I know I don’t need to make the connection for you to our work with young people and their families. It is an easy leap “whether you go to the area of waiting, anticipation or new beginnings. Or even the impatience that causes us to want to scrape away the layers of protective covering in our rush to uncover and move on.
But less obvious perhaps is the noticing of how central we are to this experience. How nature offers itself for what it is, and we impose ourselves on it. Trying somehow to will it to be something other than what it is; distancing ourselves from the experience of “what is” by trying to move into “what might be”. But nature will change to spring only at it’s own pace, in spite of my efforts to rush it along.
So, what’s to do? Get frustrated? Wish for tomorrow? Enjoy today?

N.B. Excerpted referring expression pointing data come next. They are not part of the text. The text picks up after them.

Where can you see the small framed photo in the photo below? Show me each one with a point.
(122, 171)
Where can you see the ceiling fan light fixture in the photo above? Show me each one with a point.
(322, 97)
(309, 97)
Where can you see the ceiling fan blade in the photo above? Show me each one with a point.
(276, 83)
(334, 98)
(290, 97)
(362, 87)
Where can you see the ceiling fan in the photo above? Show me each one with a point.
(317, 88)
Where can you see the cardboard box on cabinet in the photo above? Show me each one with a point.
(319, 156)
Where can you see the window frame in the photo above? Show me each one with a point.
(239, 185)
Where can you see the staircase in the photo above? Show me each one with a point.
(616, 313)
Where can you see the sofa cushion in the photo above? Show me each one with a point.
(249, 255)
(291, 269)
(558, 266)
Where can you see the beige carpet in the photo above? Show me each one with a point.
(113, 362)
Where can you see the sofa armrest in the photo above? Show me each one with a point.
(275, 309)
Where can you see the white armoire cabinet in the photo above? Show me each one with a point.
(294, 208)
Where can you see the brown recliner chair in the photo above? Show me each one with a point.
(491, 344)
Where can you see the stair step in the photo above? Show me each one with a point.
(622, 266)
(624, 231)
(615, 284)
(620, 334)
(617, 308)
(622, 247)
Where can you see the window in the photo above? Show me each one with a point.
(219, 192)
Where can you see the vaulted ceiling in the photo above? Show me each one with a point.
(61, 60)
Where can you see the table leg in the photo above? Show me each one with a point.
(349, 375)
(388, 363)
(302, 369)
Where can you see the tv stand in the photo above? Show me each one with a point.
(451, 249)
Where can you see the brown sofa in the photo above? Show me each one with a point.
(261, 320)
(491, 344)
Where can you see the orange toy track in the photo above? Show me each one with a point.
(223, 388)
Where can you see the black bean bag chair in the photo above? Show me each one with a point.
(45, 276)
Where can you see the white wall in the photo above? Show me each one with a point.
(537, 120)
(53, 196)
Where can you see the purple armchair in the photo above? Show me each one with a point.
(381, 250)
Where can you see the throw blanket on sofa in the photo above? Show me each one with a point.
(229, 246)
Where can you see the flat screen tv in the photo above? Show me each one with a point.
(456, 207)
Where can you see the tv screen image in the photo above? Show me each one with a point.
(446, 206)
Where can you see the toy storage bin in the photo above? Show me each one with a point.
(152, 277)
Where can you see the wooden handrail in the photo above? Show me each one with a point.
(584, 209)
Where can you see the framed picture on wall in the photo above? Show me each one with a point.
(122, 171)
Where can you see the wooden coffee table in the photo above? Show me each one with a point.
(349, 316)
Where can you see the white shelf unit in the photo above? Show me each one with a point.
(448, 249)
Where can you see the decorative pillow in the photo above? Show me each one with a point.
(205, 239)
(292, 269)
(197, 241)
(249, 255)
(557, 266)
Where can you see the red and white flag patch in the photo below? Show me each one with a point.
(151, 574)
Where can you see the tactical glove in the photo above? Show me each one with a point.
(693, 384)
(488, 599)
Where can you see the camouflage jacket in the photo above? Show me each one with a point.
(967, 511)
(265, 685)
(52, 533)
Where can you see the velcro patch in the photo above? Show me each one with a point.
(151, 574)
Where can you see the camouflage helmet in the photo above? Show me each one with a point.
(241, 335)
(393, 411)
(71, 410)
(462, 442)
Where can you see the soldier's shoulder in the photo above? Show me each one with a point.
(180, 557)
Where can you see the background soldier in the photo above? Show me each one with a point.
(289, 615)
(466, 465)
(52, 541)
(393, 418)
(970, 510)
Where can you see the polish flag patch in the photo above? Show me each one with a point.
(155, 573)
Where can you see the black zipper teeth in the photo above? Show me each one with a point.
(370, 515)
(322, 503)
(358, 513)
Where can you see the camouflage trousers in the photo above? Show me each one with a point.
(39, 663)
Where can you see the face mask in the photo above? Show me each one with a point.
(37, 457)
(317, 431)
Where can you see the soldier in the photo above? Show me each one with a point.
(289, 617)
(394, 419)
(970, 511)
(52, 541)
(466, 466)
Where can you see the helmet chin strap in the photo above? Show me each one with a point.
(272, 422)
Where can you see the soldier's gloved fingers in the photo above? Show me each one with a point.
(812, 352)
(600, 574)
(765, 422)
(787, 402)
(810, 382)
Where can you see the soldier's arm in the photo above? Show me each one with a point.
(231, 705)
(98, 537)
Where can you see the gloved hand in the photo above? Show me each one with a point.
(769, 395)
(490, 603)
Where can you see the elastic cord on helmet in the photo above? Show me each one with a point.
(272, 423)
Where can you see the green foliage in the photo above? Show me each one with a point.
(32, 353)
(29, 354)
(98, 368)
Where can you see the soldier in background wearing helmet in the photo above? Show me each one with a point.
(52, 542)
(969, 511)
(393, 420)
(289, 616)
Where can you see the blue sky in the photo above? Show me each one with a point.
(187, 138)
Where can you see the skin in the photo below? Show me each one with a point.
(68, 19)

It’s always a choice we make, and fortunately the changes of the seasons come with regularity, reminding us all of how, really, insignificant we are in the end.
So I won’t go out and try to shovel the remaining snow from the front yard. But I will, perhaps, join with the process of transition and carve a little trench in the snow so that, as it melts, it has an easier task flowing one way than the other. A little guidance offered in the hope that it might be taken. And then I'll watch and reshape that trench as necessary, working with nature as it makes its changes. Hopeful.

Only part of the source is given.